This repository is the official implementation of the methods in the publication:
- Severi Rissanen, Markus Heinonen, and Arno Solin (2023). Generative Modelling With Inverse Heat Dissipation. In International Conference on Learning Representations (ICLR). [arXiv] [project page]
The "configs
" folder contains the configuration details on different experiments and the "data
" folder contains the data. MNIST and CIFAR-10 should run as-is with automatic torchvision data loading, but the other experiments require downloading the data to the corresponding data/
folders. The "model_code
" contains the U-Net definition and utilities for working with the proposed inverse heat dissipation model. "scripts
" contains additional code, for i/o, data loading, loss calculation and sampling. "runs
" is where the results get saved at.
The file "requirements.txt" contains the Python packages necessary to run the code, and they can be installed by running
pip install -r requirements.txt
If you have issues with installing the mpi4py
through pip, you can also install it using conda with conda install -c conda-forge mpi4py
.
You can get started by running an MNIST training script with
python train.py --config configs/mnist/default_mnist_configs.py --workdir runs/mnist/default
This creates a folder "runs/mnist/default
", which contains the folder "checkpoint-meta
", where the newest checkpoint is saved periodically. "samples
" folder contains samples saved during training. You can change the frequency of checkpointing and sampling with the command line flags "training.snapshot_freq_for_preemption=?
" and "config.training.sampling_freq=?
".
Once you have at least one checkpoint, you can do sampling with "sample.py
", with different configurations:
Random samples:
python sample.py --config configs/mnist/default_mnist_configs.py
--workdir runs/mnist/default --checkpoint 0 --batch_size=9
Samples where the prior state u_K is fixed, but the sampling noise is different:
python sample.py --config configs/mnist/default_mnist_configs.py
--workdir runs/mnist/default --checkpoint 0 --batch_size=9
--same_init
Samples where the prior state u_K changes, but the sampling noises are shared (results in similar overall image characteristics, but different average colours if the maximum blur is large enough):
python sample.py --config configs/mnist/default_mnist_configs.py
--workdir runs/mnist/default --checkpoint 0 --batch_size=9
--share_noise
Produces an interpolation between two random points generated by the model.

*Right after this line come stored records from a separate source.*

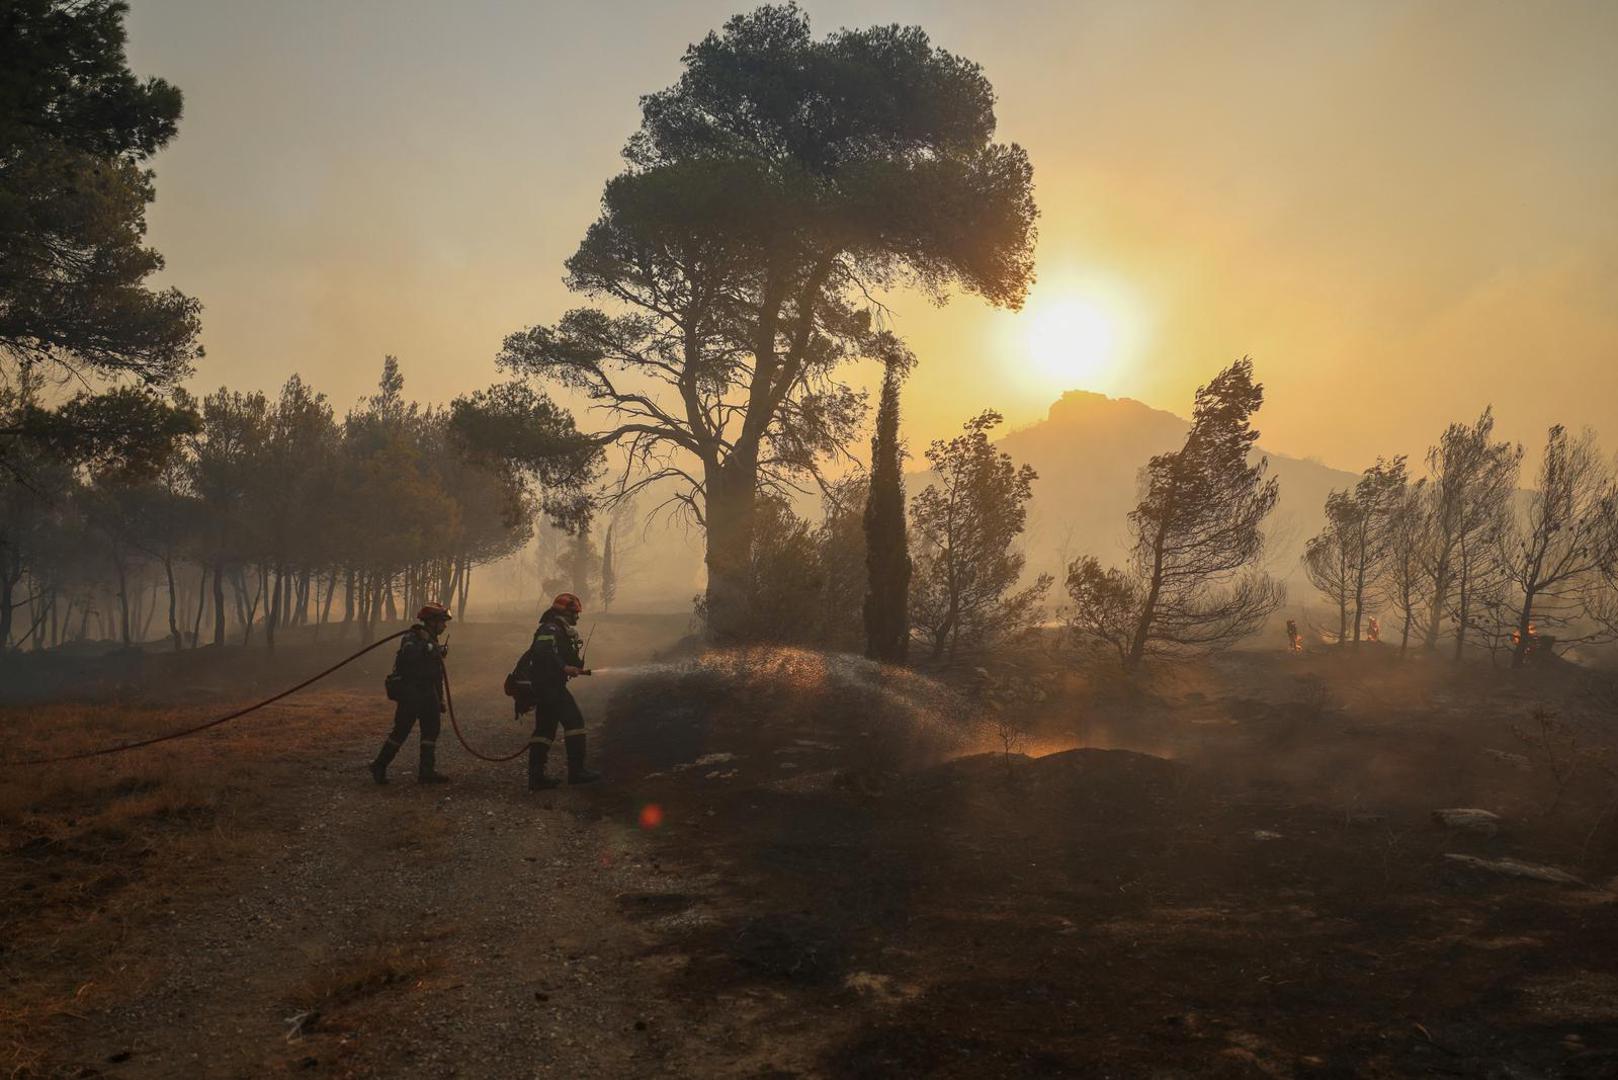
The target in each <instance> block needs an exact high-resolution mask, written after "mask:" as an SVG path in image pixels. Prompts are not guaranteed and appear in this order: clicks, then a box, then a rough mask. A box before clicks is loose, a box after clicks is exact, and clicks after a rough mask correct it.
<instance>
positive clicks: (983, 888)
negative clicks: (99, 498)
mask: <svg viewBox="0 0 1618 1080" xmlns="http://www.w3.org/2000/svg"><path fill="white" fill-rule="evenodd" d="M681 631H683V627H681V625H678V622H675V620H662V622H657V623H652V622H646V623H634V622H628V620H626V622H623V623H616V625H613V623H605V625H604V627H602V630H600V631H599V633H597V638H595V641H594V644H592V662H595V664H599V665H600V672H599V674H597V675H595V677H592V678H591V680H582V682H579V683H576V690H578V693H579V699H581V703H582V706H584V711H586V714H587V716H589V717H591V725H592V730H594V735H592V748H594V750H597V751H599V753H597V756H599V761H600V764H602V767H604V769H605V771H607V772H608V777H610V782H608V784H605V785H600V787H594V789H578V790H571V789H561V790H558V792H553V793H544V795H529V793H527V792H526V790H524V789H523V774H521V764H519V763H511V764H505V766H492V764H484V763H479V761H472V759H471V758H468V755H464V753H463V751H461V750H460V748H458V746H455V745H453V743H451V742H450V735H448V732H447V733H445V743H443V745H445V750H443V751H442V755H440V758H442V761H440V764H442V767H443V769H445V771H448V772H451V774H453V776H455V782H453V784H450V785H445V787H417V785H416V784H414V782H413V780H411V769H409V767H408V766H409V764H411V763H413V755H414V745H413V743H411V745H408V746H406V750H404V753H403V755H401V756H400V761H398V764H396V766H395V784H392V785H388V787H387V789H377V787H374V785H371V782H369V777H367V776H366V772H364V764H366V761H369V758H371V755H372V751H374V748H375V743H377V742H380V738H382V735H383V732H385V729H387V722H388V714H387V711H385V704H383V703H382V701H380V699H379V696H380V695H379V693H377V683H380V674H382V670H385V667H387V656H385V654H387V649H383V651H382V654H374V656H372V657H367V659H366V661H362V662H361V664H359V665H356V667H358V669H359V670H349V672H345V674H343V677H340V678H337V680H333V682H330V683H322V685H320V687H319V688H316V690H312V691H309V693H306V695H299V696H298V698H293V699H288V701H286V703H283V704H280V706H277V708H273V709H272V711H265V712H260V714H256V717H252V719H249V721H243V722H241V724H239V725H231V727H227V729H222V730H218V732H215V733H209V735H202V737H197V738H193V740H186V742H183V743H175V745H170V746H167V748H154V750H150V751H141V753H139V755H128V756H125V758H110V759H99V761H97V763H92V764H79V766H65V767H53V769H42V771H31V772H26V774H19V772H13V771H8V772H6V774H5V776H3V784H5V787H3V789H0V792H3V795H0V844H3V857H0V860H3V861H0V868H3V870H0V889H3V895H5V915H3V916H0V928H3V939H0V942H3V944H0V947H3V952H0V973H3V980H5V984H3V986H0V993H3V1001H0V1038H3V1044H0V1062H3V1064H5V1065H6V1067H10V1070H11V1072H13V1074H16V1075H73V1077H87V1075H107V1077H262V1075H282V1074H298V1075H314V1077H320V1075H330V1077H400V1075H406V1077H451V1075H460V1077H532V1075H557V1077H647V1075H668V1077H693V1075H717V1077H916V1075H938V1077H968V1075H971V1077H1210V1075H1212V1077H1425V1075H1455V1077H1500V1078H1516V1077H1607V1075H1618V897H1615V892H1613V891H1612V889H1610V886H1612V881H1613V876H1615V874H1618V837H1615V832H1618V829H1615V827H1613V826H1612V814H1610V813H1608V811H1610V810H1612V800H1613V798H1615V795H1618V787H1615V785H1613V784H1612V780H1610V772H1608V771H1607V766H1608V764H1610V759H1608V758H1603V756H1602V755H1600V753H1597V750H1599V748H1600V746H1603V745H1605V743H1610V742H1615V738H1613V724H1615V721H1613V709H1612V696H1610V695H1608V693H1607V690H1605V683H1602V682H1600V680H1592V678H1589V677H1587V675H1584V674H1581V672H1576V670H1566V669H1545V670H1535V672H1516V674H1508V672H1493V670H1490V669H1487V667H1482V665H1479V667H1469V669H1466V670H1464V672H1459V674H1456V672H1455V670H1451V669H1450V667H1448V665H1443V664H1437V662H1434V664H1425V662H1414V664H1395V662H1393V661H1391V657H1390V656H1388V654H1387V653H1385V651H1377V649H1367V651H1366V654H1362V656H1353V657H1349V656H1335V654H1309V656H1302V657H1290V656H1285V654H1280V653H1275V654H1260V653H1252V654H1231V656H1226V657H1222V659H1218V661H1214V662H1205V664H1196V665H1191V667H1186V669H1176V670H1173V672H1163V674H1158V675H1154V677H1150V678H1146V680H1141V682H1137V683H1125V682H1121V680H1118V678H1115V677H1112V675H1110V674H1108V672H1107V670H1105V669H1103V667H1099V665H1092V664H1089V662H1084V664H1078V662H1074V661H1073V657H1069V656H1065V654H1060V653H1048V654H1047V653H1042V651H1039V649H1026V651H1023V653H1021V654H1019V656H1016V657H1011V659H1008V661H1006V664H1005V665H995V670H985V672H982V674H976V672H971V670H966V672H959V674H956V675H953V677H951V678H950V680H948V685H945V683H940V682H937V680H934V678H929V677H924V675H917V674H911V672H885V670H880V669H875V667H872V665H869V664H866V662H864V661H856V659H851V657H827V656H820V654H814V653H806V651H794V649H754V651H741V653H722V654H705V656H675V657H673V659H667V661H660V662H647V661H649V659H650V657H652V656H654V653H655V651H657V649H659V648H665V646H668V644H670V643H673V640H675V638H678V636H680V633H681ZM524 640H526V630H524V628H523V627H464V628H460V630H456V631H455V636H453V638H451V657H450V659H451V670H453V675H455V678H456V683H455V688H456V703H458V706H460V711H461V719H463V725H464V727H466V729H468V737H469V738H471V740H472V742H474V745H477V746H481V748H485V750H489V751H495V750H502V751H503V750H508V748H515V746H518V745H519V743H521V742H524V738H526V727H523V725H518V724H513V721H511V717H510V712H508V709H506V706H505V699H503V698H502V696H500V695H498V677H500V675H502V674H503V667H506V665H508V664H510V661H511V659H513V657H515V654H516V651H519V649H521V648H523V644H524ZM338 653H340V649H337V648H335V646H332V644H330V643H327V644H322V646H316V644H307V643H306V644H294V646H288V648H285V649H283V651H282V656H280V657H278V661H277V667H267V665H265V662H264V661H262V659H260V657H256V656H248V654H238V656H230V654H227V656H215V657H207V656H199V657H191V659H186V657H178V659H152V661H147V662H144V664H134V665H129V664H128V662H123V664H125V667H120V669H118V675H116V678H112V680H110V682H102V683H95V682H84V680H79V682H78V683H74V685H73V690H71V693H68V691H63V690H61V688H60V678H61V675H60V672H58V674H55V675H52V677H53V678H57V680H58V683H57V685H55V687H52V688H50V695H49V696H50V698H53V701H52V703H49V704H45V703H42V701H40V696H42V695H40V693H39V682H37V680H36V683H34V690H32V691H31V693H32V699H31V701H23V703H16V704H11V706H6V708H3V709H0V732H3V735H5V748H6V755H8V756H10V755H23V753H29V751H34V750H39V748H42V746H45V745H91V743H94V742H100V740H104V738H107V737H120V735H123V733H126V732H146V730H159V729H163V727H168V725H173V724H176V722H184V721H188V719H202V717H205V716H209V714H212V712H215V711H218V709H222V708H228V706H231V704H236V703H241V701H246V699H251V698H252V696H254V695H256V693H264V691H267V690H270V688H273V687H275V683H277V680H278V678H283V677H285V675H286V674H288V672H294V670H303V669H311V667H319V665H320V664H319V662H317V661H320V659H322V657H328V656H335V654H338ZM1013 661H1014V662H1013ZM299 665H303V667H299ZM65 695H66V696H65ZM112 701H116V703H120V704H118V706H113V704H110V703H112ZM1535 709H1540V711H1542V712H1540V719H1535V717H1534V711H1535ZM1513 729H1516V730H1518V732H1521V735H1518V733H1514V732H1513ZM1535 732H1537V735H1535ZM1547 732H1548V733H1547ZM1024 751H1026V753H1024ZM1574 766H1578V767H1574ZM1569 769H1573V776H1571V779H1566V777H1565V774H1566V772H1568V771H1569ZM1558 777H1563V779H1566V782H1565V784H1563V782H1558ZM1440 808H1482V810H1489V811H1493V813H1497V814H1500V824H1498V827H1497V829H1495V831H1493V834H1484V832H1468V831H1459V829H1451V827H1445V826H1442V824H1438V823H1435V821H1434V819H1432V811H1434V810H1440ZM1450 855H1464V857H1474V858H1476V860H1502V858H1514V860H1519V861H1524V863H1532V865H1547V866H1553V868H1560V870H1561V871H1566V873H1568V876H1569V878H1573V881H1569V882H1560V884H1553V882H1545V881H1534V879H1519V878H1510V876H1502V874H1498V873H1492V871H1489V870H1485V868H1480V866H1479V865H1476V863H1466V861H1463V860H1456V858H1448V857H1450Z"/></svg>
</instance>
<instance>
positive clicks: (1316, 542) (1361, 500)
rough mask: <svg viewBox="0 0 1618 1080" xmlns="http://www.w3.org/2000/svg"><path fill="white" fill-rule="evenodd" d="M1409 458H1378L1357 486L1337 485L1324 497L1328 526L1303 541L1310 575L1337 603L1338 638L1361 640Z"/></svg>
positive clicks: (1386, 560)
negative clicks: (1362, 624) (1390, 460)
mask: <svg viewBox="0 0 1618 1080" xmlns="http://www.w3.org/2000/svg"><path fill="white" fill-rule="evenodd" d="M1404 487H1406V478H1404V458H1403V455H1401V457H1396V458H1393V460H1391V461H1388V460H1383V458H1377V463H1375V465H1372V466H1370V468H1367V470H1366V471H1364V473H1362V474H1361V478H1359V483H1358V484H1354V489H1353V491H1351V492H1349V491H1333V492H1332V494H1330V495H1327V500H1325V528H1324V529H1322V531H1320V534H1319V536H1315V538H1312V539H1311V541H1309V542H1307V544H1306V546H1304V572H1306V573H1307V575H1309V581H1311V583H1312V585H1314V586H1315V588H1317V589H1320V591H1322V593H1325V594H1327V597H1328V599H1332V601H1333V602H1335V604H1336V622H1338V625H1336V640H1338V643H1345V641H1349V640H1351V641H1353V643H1354V644H1356V646H1358V644H1359V640H1361V628H1362V623H1364V615H1366V602H1367V601H1374V599H1375V596H1377V585H1379V581H1380V578H1382V573H1383V570H1385V565H1387V559H1388V554H1390V551H1391V541H1393V536H1391V533H1390V523H1391V520H1393V513H1395V508H1396V507H1398V500H1400V495H1401V494H1403V492H1404Z"/></svg>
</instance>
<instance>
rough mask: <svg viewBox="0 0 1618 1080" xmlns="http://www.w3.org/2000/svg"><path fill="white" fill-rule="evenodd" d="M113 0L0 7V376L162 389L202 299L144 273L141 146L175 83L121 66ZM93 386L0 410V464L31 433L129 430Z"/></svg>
mask: <svg viewBox="0 0 1618 1080" xmlns="http://www.w3.org/2000/svg"><path fill="white" fill-rule="evenodd" d="M126 11H128V5H125V3H115V2H112V0H89V2H83V3H65V2H63V0H36V2H31V3H8V5H5V11H3V15H0V57H3V58H5V60H3V63H0V102H3V105H0V147H3V149H0V207H3V243H0V382H13V381H15V384H16V385H18V387H26V385H28V384H29V382H31V381H37V379H42V381H45V382H58V384H65V382H70V381H71V382H78V384H81V385H86V384H87V382H89V381H91V379H97V377H99V379H105V381H116V379H129V381H139V382H142V384H146V385H149V387H155V389H165V390H167V389H172V387H173V385H175V384H176V382H178V381H180V379H183V377H184V376H186V372H188V371H189V368H191V363H193V359H196V356H199V355H201V348H199V345H197V334H199V330H201V324H199V313H201V304H199V303H197V301H196V300H193V298H189V296H183V295H181V293H180V291H178V290H173V288H168V290H160V291H159V290H150V288H147V280H149V279H150V277H152V275H154V274H157V272H160V270H162V269H163V259H162V256H160V254H157V253H155V251H152V249H150V248H146V246H142V238H144V235H146V207H147V204H149V202H152V199H154V185H152V173H150V170H149V168H147V160H149V159H150V157H152V155H154V154H155V152H157V151H159V149H162V147H163V146H165V144H167V142H168V141H170V139H173V136H175V131H176V128H178V123H180V112H181V97H180V91H178V89H176V87H173V86H170V84H168V83H165V81H162V79H144V81H142V79H138V78H136V76H134V74H133V73H131V71H129V66H128V58H126V57H125V40H126V36H125V29H123V16H125V13H126ZM115 393H116V392H115ZM24 397H26V395H24ZM102 397H108V395H100V393H91V392H86V393H84V395H81V398H79V400H78V408H74V410H58V411H55V413H52V415H44V413H42V411H40V410H34V408H26V410H23V415H21V416H19V418H11V416H6V418H3V419H0V470H3V471H8V473H13V474H18V473H19V470H21V468H23V463H24V461H28V460H29V458H28V453H29V444H32V445H34V449H37V445H39V444H40V442H47V440H50V439H57V440H58V442H60V440H61V437H63V436H65V434H74V426H78V431H76V434H78V437H79V439H83V440H87V442H94V440H99V442H100V445H102V447H104V449H107V447H112V444H118V442H128V444H141V442H142V440H144V439H146V434H144V429H142V427H139V426H136V427H125V426H112V427H99V426H97V423H95V421H97V415H99V413H102V411H105V408H112V410H118V408H125V406H128V405H129V398H123V400H121V402H112V403H108V405H107V406H105V408H102V406H100V405H99V403H100V398H102ZM13 419H16V421H18V423H13ZM52 452H53V450H52Z"/></svg>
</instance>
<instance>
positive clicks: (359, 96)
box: [129, 0, 1618, 468]
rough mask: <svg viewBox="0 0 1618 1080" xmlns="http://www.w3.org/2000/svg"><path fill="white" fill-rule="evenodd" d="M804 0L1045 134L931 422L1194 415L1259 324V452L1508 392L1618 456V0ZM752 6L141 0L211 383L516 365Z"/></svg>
mask: <svg viewBox="0 0 1618 1080" xmlns="http://www.w3.org/2000/svg"><path fill="white" fill-rule="evenodd" d="M804 6H806V10H807V11H809V13H811V16H812V19H814V24H815V29H817V31H819V32H825V31H832V29H835V28H838V26H845V24H846V26H866V24H872V23H919V24H921V26H924V28H925V29H927V31H929V32H930V34H932V37H934V40H935V42H937V44H940V45H943V47H947V49H950V50H953V52H959V53H963V55H966V57H969V58H972V60H977V62H979V63H982V65H984V68H985V71H987V74H989V78H990V81H992V83H993V86H995V89H997V92H998V97H1000V107H998V117H1000V138H1003V139H1008V141H1016V142H1021V144H1023V146H1026V147H1027V151H1029V155H1031V157H1032V162H1034V170H1036V185H1037V198H1039V206H1040V210H1042V219H1040V243H1039V267H1040V282H1039V285H1036V290H1034V296H1032V300H1031V304H1029V311H1027V313H1026V314H1023V316H1013V314H1006V313H993V311H990V309H989V308H987V306H985V304H984V303H982V301H979V300H976V298H971V296H958V298H956V300H955V301H953V303H951V304H950V306H947V308H943V309H934V308H930V306H929V304H927V303H925V301H922V300H919V298H906V296H901V298H898V301H896V306H898V321H896V324H895V329H896V330H898V332H900V334H903V335H904V337H906V338H908V340H909V342H911V345H913V347H914V350H916V351H917V355H919V358H921V363H922V369H921V377H917V379H914V381H913V384H911V389H909V390H908V398H906V405H908V434H909V437H911V442H913V445H919V444H921V442H922V440H925V439H930V437H937V436H942V434H948V432H950V431H951V429H955V427H958V424H959V423H961V421H963V419H964V418H966V416H968V415H969V413H972V411H976V410H977V408H981V406H984V405H993V406H997V408H1000V410H1002V411H1003V413H1006V416H1008V419H1010V421H1011V423H1013V424H1026V423H1029V421H1034V419H1039V418H1040V416H1042V415H1044V411H1045V408H1047V405H1048V403H1050V402H1052V400H1053V398H1055V397H1058V395H1060V392H1061V390H1063V389H1066V387H1069V385H1071V387H1082V389H1095V390H1105V392H1108V393H1115V395H1129V397H1137V398H1141V400H1144V402H1147V403H1150V405H1155V406H1160V408H1168V410H1173V411H1178V413H1186V411H1188V410H1189V398H1191V392H1192V390H1194V387H1196V385H1197V384H1199V382H1201V381H1204V379H1205V377H1207V376H1209V374H1212V372H1214V371H1215V369H1217V368H1218V366H1222V364H1223V363H1226V361H1228V359H1233V358H1236V356H1239V355H1243V353H1247V355H1252V358H1254V361H1256V364H1257V369H1259V374H1260V377H1262V379H1264V382H1265V384H1267V387H1269V400H1267V405H1265V408H1264V413H1262V415H1260V424H1259V426H1260V427H1262V429H1264V434H1265V444H1267V445H1270V447H1272V449H1277V450H1283V452H1288V453H1296V455H1314V457H1320V458H1324V460H1327V461H1328V463H1332V465H1340V466H1345V468H1361V466H1362V465H1366V463H1367V461H1369V460H1370V458H1372V457H1375V455H1377V453H1393V452H1409V453H1413V455H1414V453H1419V452H1421V450H1422V449H1424V447H1425V445H1427V444H1429V442H1430V440H1432V437H1434V436H1435V434H1437V431H1438V429H1442V426H1443V424H1445V423H1446V421H1448V419H1458V418H1471V416H1474V415H1476V413H1477V411H1479V410H1480V408H1482V406H1484V405H1485V403H1489V402H1493V403H1495V406H1497V413H1498V416H1500V429H1502V431H1503V432H1505V434H1508V436H1511V437H1514V439H1523V440H1527V442H1539V440H1540V439H1542V437H1544V427H1545V426H1547V424H1550V423H1553V421H1563V423H1566V424H1569V426H1581V424H1592V426H1595V427H1599V429H1602V431H1603V434H1605V444H1607V445H1608V449H1618V3H1610V2H1589V3H1534V5H1527V3H1480V2H1476V0H1468V2H1456V3H1393V2H1369V0H1356V2H1354V3H1348V2H1345V3H1333V5H1327V3H1298V2H1290V3H1210V2H1199V0H1191V2H1186V3H1146V2H1141V0H1129V2H1128V3H1125V2H1121V0H1120V2H1118V3H1107V5H1102V3H1042V2H1036V0H1026V2H1024V0H998V2H997V3H982V2H981V0H959V2H953V0H951V2H948V3H945V2H937V3H922V2H908V3H817V2H811V3H806V5H804ZM739 10H744V5H741V3H735V2H731V3H710V2H707V0H702V2H668V3H600V2H597V3H587V5H586V3H566V5H561V3H521V2H516V0H511V2H506V3H497V2H493V0H458V2H456V3H443V2H437V0H434V2H429V0H275V2H270V0H133V13H131V18H129V34H131V60H133V63H134V66H136V70H138V71H139V73H142V74H160V76H163V78H167V79H170V81H173V83H176V84H178V86H180V87H181V89H183V91H184V94H186V115H184V120H183V123H181V128H180V138H178V139H176V141H175V142H173V144H172V147H170V149H168V151H165V152H163V154H162V155H160V157H159V159H157V162H155V167H157V191H159V201H157V206H155V207H154V212H152V219H150V222H152V230H150V238H152V243H154V244H155V246H157V248H159V249H160V251H162V253H163V254H165V256H167V257H168V274H167V280H170V282H173V283H176V285H180V287H181V288H183V290H186V291H188V293H193V295H196V296H199V298H201V300H202V301H204V304H205V313H204V325H205V332H204V340H205V345H207V351H209V356H207V359H205V361H204V364H202V369H201V374H199V377H197V379H196V385H197V387H201V389H209V387H214V385H218V384H231V385H249V387H262V389H273V387H275V385H278V384H280V382H282V381H283V379H285V377H286V376H288V374H291V372H293V371H298V372H301V374H303V376H304V377H306V379H309V381H312V382H314V384H316V385H317V387H319V389H322V390H325V392H327V393H328V395H330V397H332V398H333V402H337V403H338V406H340V408H343V406H346V405H348V403H351V402H353V400H354V398H358V397H359V395H361V393H364V392H367V390H369V387H371V384H372V382H374V381H375V374H377V369H379V368H380V363H382V355H383V353H396V355H398V356H400V358H401V361H403V364H404V374H406V389H408V392H411V393H414V395H416V397H419V398H424V400H445V398H448V397H453V395H455V393H460V392H464V390H471V389H474V387H479V385H485V384H489V382H492V381H493V379H495V371H493V359H492V358H493V353H495V350H497V348H498V345H500V340H502V337H503V335H505V334H508V332H511V330H515V329H519V327H523V325H527V324H532V322H547V321H552V319H555V317H557V316H558V314H560V313H561V311H563V309H565V308H568V306H570V304H571V303H573V301H571V298H570V296H568V293H566V290H563V288H561V282H560V279H561V261H563V259H565V257H566V256H570V254H571V253H573V249H574V248H576V244H578V241H579V238H581V235H582V232H584V228H586V225H587V223H589V222H591V220H592V219H594V215H595V210H597V199H599V194H600V188H602V183H604V181H605V180H607V178H608V176H610V175H612V173H613V172H615V170H616V168H618V157H616V155H618V149H620V147H621V144H623V141H625V138H626V136H628V134H629V133H631V131H633V130H634V126H636V121H637V104H636V102H637V97H639V96H641V94H644V92H649V91H655V89H660V87H663V86H667V84H668V83H671V81H673V79H675V78H676V74H678V70H680V65H678V60H680V55H681V52H683V49H684V45H686V44H688V42H691V40H696V39H699V37H701V36H702V34H704V32H705V31H709V29H712V28H717V26H718V24H720V23H722V21H723V19H725V18H726V16H728V15H731V13H735V11H739ZM1029 327H1036V329H1034V330H1029ZM1058 340H1060V342H1074V345H1071V347H1065V348H1057V345H1055V343H1053V342H1058ZM586 423H589V421H586Z"/></svg>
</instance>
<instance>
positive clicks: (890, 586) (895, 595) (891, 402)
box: [866, 364, 911, 664]
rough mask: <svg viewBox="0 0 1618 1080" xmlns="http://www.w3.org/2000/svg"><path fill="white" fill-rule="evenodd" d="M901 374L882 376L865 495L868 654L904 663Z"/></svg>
mask: <svg viewBox="0 0 1618 1080" xmlns="http://www.w3.org/2000/svg"><path fill="white" fill-rule="evenodd" d="M900 377H901V372H900V369H898V366H895V364H888V369H887V372H885V374H883V377H882V405H880V406H879V408H877V432H875V434H874V436H872V437H870V489H869V494H867V497H866V656H869V657H870V659H874V661H883V662H887V664H903V662H904V661H906V659H908V656H909V580H911V557H909V538H908V536H906V534H904V463H903V452H901V449H900Z"/></svg>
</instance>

python sample.py --config configs/mnist/default_mnist_configs.py
--workdir runs/mnist/default --checkpoint 0 --interpolate --num_points=20
The script "evaluation.py
" contains code for evaluating the model with FID-scores and NLL (ELBO) values. For example, if you have a trained cifar-10 model trained with configs/cifar10/default_cifar10_configs.py
and the result is in the folder runs/cifar10/default/checkpoints-meta
, you can run the following (checkpoint=0 refers to the last checkpoint, other checkpoints in runs/cifar10/default/checkpoints
are numbered as 1,2,3,...):
This assumes that you have clean-fid
installed.
python evaluate.py --config configs/cifar10/default_cifar10_configs.py
--workdir runs/cifar10/default --checkpoint 0
--dataset_name=cifar10
--experiment_name=experiment1 --param_name=default --mode=fid
--delta=0.013 --dataset_name_cleanfid=cifar10
--dataset_split=train --batch_size=128 --num_gen=50000
The result contains a breakdown of the different terms in the NLL.
python evaluate.py --config configs/cifar10/default_cifar10_configs.py
--workdir runs/cifar10/default --checkpoint 0
--dataset_name=cifar10
--experiment_name=experiment1 --param_name=default --mode=elbo
--delta=0.013
The results will be saved in the folder runs/cifar10/evaluation_results/experiment1/
in log files, where you can read them out. The idea in general is that experiment_name
is an upper-level name for a suite of experiments that you might want to have (e.g., FID w.r.t. different delta), and param_name
is the name of the calculated value within that experiment (e.g., "delta0.013" or "delta0.012").
If you use the code in this repository for your research, please cite the paper as follows:
@inproceedings{rissanen2023generative,
title={Generative modelling with inverse heat dissipation},
author={Severi Rissanen and Markus Heinonen and Arno Solin},
booktitle={International Conference on Learning Representations (ICLR)},
year={2023}
}
This software is provided under the MIT license.